Blackstone was seen as a likely contender to force Dell out of his own company and to take over. The company pulled out just a month after it first launched a challenge to the billionaire’s attempt to take private the PC maker he founded.
According to the New York Times, the company appears to have given up after it realised that things were worse in Dell land than it expected. There was a 14 percent drop in industry PC sales in the first quarter of 2013 and a lower earnings forecast by Dell’s management, which saw operating income dropping from $3.7 billion to $3 billion in the current fiscal year.
Activist investor Carl Icahn, who has taken a significant stake in the company and opposes Michael Dell’s buyout is still in the running but his chances are seen as slimmer than Blackstone’s. Some Dell shareholders, including Southeastern Asset Management, and the activist investor that owns 8.4 percent of the company are also hoping to have a crack at stopping the deal.

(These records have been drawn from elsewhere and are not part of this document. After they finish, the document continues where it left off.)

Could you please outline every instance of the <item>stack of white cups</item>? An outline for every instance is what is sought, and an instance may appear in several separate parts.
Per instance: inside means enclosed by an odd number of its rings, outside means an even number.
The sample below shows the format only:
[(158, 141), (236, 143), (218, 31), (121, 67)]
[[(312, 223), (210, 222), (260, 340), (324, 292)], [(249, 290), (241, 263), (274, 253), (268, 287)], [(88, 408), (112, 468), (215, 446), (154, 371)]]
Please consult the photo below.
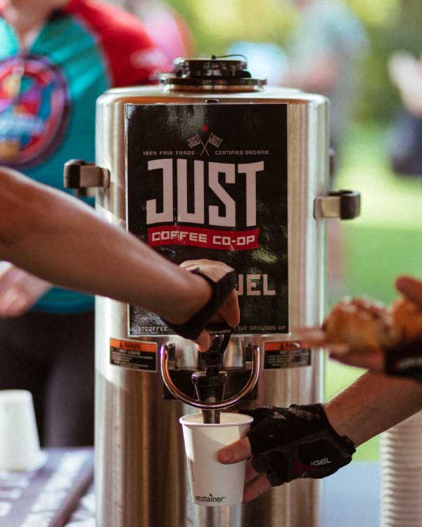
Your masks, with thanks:
[(31, 393), (0, 391), (0, 471), (35, 470), (44, 459)]
[(422, 526), (422, 412), (383, 434), (382, 527)]

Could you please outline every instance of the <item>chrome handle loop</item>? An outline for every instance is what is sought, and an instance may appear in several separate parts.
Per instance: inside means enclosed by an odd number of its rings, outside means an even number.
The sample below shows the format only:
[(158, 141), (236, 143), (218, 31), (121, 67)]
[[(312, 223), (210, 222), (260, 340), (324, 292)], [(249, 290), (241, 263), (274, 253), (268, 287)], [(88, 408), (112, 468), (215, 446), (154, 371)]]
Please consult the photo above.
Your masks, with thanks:
[(176, 397), (177, 399), (180, 399), (184, 403), (186, 403), (191, 406), (195, 406), (197, 408), (201, 408), (202, 410), (222, 410), (223, 408), (228, 408), (230, 406), (238, 403), (239, 401), (248, 395), (253, 389), (258, 380), (258, 375), (260, 374), (260, 348), (257, 346), (254, 346), (253, 350), (253, 360), (252, 364), (252, 372), (250, 372), (250, 377), (249, 380), (245, 385), (245, 386), (239, 391), (239, 393), (231, 397), (226, 401), (222, 401), (219, 403), (203, 403), (201, 401), (197, 401), (193, 399), (188, 396), (181, 391), (179, 388), (174, 384), (170, 377), (169, 372), (169, 349), (167, 344), (163, 344), (160, 350), (160, 365), (161, 367), (161, 375), (164, 384), (166, 385), (168, 391)]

Icahn and Blackstone offered alternatives that would keep part of the company public. Icahn has proposed paying $15 per share for 58 percent of Dell, while Blackstone had indicated it could pay more than $14.25 per share for the whole of Dell.
But both cunning plans involved saddling the company with a good deal of debt and keeping it on public markets. Silver Lake’s $13.65 per share all-cash offer would see Dell go private.
Earlier this week Icahn agreed not to raise his stake in the company to more than 10 percent so he could team up with other shareholders on a potential bid for the firm.